Pendant plus de six mois, le PSOE-Podemos a couvert nuit et jour la puanteur du fascisme qui émerge dans l’armée, après que des groupes d’officiers franquistes ont commencé à écrire des lettres au roi pour lui demander de les soutenir contre le gouvernement élu en décembre dernier. Dans des discussions WhatsApp divulguées à la presse, ces officiers saluaient le coup d’État de Franco et appelaient au meurtre de «26 millions de personnes», leur estimation du nombre d’électeurs de gauche et de leurs familles en Espagne.

Pablo Iglesias, alors secrétaire général de Podemos, a réagi en déclarant: «Ce que ces messieurs disent, à leur âge et déjà à la retraite, dans une discussion avec quelques verres de trop, ne représente aucune menace.»

La réhabilitation du fascisme en Espagne est un avertissement urgent pour la classe ouvrière au niveau international. Alors que les grèves et les manifestations de la classe ouvrière éclatent contre l’austérité et les profits, et que les plans de sauvetage économiques sont prioritaires sur la vie humaine pendant la pandémie, les discussions sur les coups d’État fascistes et les massacres de masse sont à l’ordre du jour – en particulier après que l’ancien président américain Donald Trump a tenté un coup d’État le 6 janvier pour empêcher la certification de la victoire électorale de Joe Biden.

En Allemagne, le professeur d’extrême droite Jörg Baberowski défile dans les universités allemandes pour promouvoir l’historiographie révisionniste, rejetant le blâme sur l’URSS pour les crimes nazis et réhabilitant publiquement Hitler comme «n’étant pas brutal». Les réseaux néonazis sévissent dans la police et l’armée, reconnus pour avoir dressé des listes de politiciens à exécuter par des escadrons de la mort d’extrême droite.

En France, le président Emmanuel Macron a salué le dictateur fasciste et collaborateur nazi Philippe Pétain comme un «grand soldat» au milieu des manifestations des «gilets jaunes» contre les inégalités sociales. Aujourd’hui, des lettres sont signées par des généraux à la retraite et des militaires en service actif qui appellent à un coup d’État pour lancer une répression de masse contre les musulmans et les banlieues ouvrières de France.

S’opposer à la réhabilitation du fascisme par la classe dirigeante nécessite de mobiliser la classe ouvrière dans la lutte politique, indépendamment des forces qui se réclament de la «gauche», qu’il s’agisse de Podemos, du Parti de gauche en Allemagne ou de la France insoumise. Dans toute l’Europe, il existe une puissante opposition de la classe ouvrière au fascisme. En Espagne, elle est bien présente dans la mémoire vivante de la population espagnole.
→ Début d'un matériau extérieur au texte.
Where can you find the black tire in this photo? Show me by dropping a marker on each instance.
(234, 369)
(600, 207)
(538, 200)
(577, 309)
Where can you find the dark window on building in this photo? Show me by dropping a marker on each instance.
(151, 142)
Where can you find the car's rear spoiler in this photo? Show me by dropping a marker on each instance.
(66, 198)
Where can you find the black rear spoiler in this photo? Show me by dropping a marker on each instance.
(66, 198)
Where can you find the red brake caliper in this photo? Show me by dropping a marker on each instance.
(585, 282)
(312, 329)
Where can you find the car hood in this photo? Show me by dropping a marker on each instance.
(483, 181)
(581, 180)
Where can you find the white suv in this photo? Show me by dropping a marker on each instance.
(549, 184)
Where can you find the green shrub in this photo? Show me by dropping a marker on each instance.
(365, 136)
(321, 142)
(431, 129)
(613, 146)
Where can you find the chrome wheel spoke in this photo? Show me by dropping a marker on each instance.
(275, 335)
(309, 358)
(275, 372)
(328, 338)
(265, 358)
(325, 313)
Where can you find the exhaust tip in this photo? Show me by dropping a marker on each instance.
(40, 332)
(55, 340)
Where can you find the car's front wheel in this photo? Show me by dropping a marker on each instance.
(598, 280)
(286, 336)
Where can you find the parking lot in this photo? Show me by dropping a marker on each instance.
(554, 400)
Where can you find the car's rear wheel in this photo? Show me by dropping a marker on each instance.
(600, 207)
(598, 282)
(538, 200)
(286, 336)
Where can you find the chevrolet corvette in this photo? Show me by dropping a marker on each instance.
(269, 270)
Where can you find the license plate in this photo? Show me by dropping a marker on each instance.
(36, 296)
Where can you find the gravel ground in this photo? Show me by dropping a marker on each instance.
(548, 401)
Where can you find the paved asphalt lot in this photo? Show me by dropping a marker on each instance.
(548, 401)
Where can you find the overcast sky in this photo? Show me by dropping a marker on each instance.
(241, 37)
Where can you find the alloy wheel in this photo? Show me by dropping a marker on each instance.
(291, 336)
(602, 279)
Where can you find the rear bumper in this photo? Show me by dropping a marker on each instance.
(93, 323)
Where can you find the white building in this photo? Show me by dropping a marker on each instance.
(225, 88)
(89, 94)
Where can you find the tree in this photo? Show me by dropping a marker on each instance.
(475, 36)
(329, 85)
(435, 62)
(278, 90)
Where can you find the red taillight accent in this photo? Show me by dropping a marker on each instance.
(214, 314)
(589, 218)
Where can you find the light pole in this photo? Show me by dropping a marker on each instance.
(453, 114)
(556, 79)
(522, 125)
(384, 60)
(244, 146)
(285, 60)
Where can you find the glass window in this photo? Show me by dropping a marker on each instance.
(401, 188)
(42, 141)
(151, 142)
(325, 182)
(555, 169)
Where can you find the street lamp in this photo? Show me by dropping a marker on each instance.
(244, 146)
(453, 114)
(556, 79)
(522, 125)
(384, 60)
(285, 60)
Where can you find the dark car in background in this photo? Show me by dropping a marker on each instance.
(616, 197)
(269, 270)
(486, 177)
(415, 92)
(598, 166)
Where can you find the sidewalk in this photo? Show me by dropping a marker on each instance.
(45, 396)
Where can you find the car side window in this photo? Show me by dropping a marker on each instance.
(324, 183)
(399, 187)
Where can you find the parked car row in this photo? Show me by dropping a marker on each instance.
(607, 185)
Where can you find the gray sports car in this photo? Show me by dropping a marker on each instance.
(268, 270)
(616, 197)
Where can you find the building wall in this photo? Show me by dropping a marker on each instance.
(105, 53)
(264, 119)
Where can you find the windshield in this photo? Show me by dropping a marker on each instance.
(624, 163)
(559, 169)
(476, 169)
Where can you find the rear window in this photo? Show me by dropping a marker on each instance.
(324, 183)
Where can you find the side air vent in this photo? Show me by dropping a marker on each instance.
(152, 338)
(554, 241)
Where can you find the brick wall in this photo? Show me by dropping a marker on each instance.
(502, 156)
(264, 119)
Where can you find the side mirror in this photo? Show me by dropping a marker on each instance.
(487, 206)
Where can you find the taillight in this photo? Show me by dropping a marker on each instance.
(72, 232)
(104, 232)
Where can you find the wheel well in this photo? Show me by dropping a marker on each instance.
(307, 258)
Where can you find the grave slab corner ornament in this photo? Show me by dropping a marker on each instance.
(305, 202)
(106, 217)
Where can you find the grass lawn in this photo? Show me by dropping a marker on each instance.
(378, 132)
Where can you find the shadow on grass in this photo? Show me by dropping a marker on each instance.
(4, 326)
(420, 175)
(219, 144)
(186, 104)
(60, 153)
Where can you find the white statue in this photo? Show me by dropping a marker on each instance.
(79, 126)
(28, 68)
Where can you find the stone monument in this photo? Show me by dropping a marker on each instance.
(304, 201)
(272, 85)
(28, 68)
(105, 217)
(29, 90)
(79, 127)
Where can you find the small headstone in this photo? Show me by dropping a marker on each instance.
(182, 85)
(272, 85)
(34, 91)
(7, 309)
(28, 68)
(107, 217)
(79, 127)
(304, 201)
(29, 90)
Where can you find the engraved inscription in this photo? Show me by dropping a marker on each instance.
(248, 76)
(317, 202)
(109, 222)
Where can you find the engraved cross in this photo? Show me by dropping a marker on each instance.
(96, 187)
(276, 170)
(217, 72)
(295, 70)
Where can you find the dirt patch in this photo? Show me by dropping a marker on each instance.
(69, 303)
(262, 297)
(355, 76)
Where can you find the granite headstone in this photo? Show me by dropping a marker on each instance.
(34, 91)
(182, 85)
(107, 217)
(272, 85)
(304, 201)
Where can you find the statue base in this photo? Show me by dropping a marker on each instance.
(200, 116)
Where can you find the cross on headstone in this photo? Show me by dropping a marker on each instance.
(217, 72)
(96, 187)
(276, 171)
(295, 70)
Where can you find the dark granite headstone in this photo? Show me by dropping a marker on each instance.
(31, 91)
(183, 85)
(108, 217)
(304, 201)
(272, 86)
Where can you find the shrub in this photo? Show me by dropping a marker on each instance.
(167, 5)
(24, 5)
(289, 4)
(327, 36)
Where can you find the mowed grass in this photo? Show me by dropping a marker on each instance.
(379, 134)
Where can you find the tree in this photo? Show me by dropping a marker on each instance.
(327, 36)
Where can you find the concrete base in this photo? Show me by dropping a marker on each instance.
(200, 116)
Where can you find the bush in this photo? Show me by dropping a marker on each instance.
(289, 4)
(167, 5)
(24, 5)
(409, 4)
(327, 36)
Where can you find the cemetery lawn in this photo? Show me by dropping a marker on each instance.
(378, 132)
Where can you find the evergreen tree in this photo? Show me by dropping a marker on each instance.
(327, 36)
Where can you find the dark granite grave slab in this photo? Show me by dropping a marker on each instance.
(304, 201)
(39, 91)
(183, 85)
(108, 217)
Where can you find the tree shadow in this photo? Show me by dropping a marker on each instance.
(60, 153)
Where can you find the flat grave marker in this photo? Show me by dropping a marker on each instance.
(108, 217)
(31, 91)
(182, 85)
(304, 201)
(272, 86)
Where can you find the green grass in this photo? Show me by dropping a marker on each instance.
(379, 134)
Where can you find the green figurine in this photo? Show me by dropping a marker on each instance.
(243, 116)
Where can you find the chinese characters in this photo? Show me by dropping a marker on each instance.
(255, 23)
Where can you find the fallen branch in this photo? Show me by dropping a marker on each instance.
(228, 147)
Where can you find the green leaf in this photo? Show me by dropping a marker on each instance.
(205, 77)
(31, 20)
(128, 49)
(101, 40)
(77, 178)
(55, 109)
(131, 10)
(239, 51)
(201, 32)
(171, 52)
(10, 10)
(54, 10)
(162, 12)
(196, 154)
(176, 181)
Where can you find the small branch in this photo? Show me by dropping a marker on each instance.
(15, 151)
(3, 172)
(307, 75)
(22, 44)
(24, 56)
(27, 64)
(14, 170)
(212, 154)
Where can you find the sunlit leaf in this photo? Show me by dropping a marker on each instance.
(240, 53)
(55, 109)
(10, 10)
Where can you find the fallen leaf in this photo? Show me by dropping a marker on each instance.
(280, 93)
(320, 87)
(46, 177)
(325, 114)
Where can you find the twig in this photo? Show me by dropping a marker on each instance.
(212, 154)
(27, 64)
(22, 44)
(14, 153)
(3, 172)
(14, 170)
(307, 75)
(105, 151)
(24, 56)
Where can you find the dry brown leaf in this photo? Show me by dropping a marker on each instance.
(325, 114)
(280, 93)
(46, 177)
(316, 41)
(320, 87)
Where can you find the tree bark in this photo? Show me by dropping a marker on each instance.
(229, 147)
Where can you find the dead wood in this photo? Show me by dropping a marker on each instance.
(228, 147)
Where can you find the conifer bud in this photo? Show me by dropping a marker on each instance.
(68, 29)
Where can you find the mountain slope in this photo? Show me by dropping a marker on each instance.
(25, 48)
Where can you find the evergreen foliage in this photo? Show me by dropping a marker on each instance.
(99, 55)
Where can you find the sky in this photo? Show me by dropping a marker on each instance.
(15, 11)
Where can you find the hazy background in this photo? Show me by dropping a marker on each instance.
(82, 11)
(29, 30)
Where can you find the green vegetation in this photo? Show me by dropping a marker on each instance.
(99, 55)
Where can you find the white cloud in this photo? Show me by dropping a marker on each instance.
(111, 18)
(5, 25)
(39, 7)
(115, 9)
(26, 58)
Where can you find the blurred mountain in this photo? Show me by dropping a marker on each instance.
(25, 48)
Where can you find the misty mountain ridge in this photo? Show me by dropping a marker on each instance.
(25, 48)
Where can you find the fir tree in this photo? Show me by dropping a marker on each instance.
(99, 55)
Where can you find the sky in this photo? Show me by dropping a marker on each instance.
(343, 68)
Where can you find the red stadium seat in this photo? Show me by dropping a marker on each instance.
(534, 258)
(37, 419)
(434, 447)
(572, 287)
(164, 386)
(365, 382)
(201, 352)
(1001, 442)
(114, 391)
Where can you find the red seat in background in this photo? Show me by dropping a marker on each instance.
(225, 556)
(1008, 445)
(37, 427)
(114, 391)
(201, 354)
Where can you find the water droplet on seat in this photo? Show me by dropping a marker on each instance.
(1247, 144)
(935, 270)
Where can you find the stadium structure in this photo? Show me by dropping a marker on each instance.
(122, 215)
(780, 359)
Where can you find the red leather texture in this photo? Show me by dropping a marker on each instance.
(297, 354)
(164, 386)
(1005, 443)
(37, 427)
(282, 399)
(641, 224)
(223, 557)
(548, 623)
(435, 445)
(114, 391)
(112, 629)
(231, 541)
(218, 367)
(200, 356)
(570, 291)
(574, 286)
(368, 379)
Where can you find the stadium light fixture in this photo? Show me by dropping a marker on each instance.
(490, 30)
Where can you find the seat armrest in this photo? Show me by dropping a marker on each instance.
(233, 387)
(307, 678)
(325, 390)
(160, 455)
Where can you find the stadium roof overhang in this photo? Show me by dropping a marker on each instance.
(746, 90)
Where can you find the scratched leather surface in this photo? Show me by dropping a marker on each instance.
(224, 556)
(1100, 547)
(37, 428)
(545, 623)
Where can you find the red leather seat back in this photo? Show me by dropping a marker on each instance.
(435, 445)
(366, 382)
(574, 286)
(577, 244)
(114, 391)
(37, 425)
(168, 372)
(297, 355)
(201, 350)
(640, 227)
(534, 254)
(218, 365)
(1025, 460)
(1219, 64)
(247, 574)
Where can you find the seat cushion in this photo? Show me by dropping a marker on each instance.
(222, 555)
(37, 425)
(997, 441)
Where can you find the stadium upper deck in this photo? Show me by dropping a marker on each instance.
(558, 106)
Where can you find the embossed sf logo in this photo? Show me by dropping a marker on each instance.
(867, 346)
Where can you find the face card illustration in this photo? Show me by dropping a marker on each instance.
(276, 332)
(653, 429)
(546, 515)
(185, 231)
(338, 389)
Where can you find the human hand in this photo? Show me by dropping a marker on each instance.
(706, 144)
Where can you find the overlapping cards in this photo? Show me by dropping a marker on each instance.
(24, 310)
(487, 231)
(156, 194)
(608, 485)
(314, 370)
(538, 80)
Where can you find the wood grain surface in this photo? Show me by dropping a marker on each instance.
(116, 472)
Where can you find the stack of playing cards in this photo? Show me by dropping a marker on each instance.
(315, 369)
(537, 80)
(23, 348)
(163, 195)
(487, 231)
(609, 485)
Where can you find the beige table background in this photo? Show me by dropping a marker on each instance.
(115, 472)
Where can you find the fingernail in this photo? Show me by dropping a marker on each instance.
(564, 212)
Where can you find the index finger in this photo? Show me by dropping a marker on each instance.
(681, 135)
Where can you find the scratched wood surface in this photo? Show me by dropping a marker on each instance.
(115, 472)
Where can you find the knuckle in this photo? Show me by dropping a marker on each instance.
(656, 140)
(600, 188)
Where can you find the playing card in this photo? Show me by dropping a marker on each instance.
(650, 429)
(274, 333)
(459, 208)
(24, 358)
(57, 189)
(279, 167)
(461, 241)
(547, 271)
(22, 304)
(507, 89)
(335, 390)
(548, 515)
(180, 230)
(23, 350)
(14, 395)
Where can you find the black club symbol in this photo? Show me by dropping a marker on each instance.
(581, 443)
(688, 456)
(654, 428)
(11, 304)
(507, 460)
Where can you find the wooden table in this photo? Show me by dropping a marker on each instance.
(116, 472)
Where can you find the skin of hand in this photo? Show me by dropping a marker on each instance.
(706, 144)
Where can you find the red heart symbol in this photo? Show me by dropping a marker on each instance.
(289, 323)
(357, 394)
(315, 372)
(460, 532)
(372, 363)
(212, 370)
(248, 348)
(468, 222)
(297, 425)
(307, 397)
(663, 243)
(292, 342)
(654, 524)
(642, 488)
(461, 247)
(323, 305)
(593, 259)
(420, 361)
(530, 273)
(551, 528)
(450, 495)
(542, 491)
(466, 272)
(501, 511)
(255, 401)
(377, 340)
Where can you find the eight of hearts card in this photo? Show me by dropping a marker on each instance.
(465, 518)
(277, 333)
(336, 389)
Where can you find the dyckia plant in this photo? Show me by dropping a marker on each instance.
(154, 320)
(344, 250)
Cette opposition au fascisme, historiquement enracinée, doit cependant trouver son expression dans une perspective élaborée pour s’opposer à la volonté de guerre et de domination fasciste de la classe dirigeante. Cela nécessite la construction d’un mouvement dans la classe ouvrière. Cela souligne l’urgence de construire des sections du CIQI en Espagne et dans le monde, afin de lier la croissance des luttes ouvrières à un mouvement politique socialiste, internationaliste et anti-impérialiste visant à transférer le pouvoir d’État à la classe ouvrière.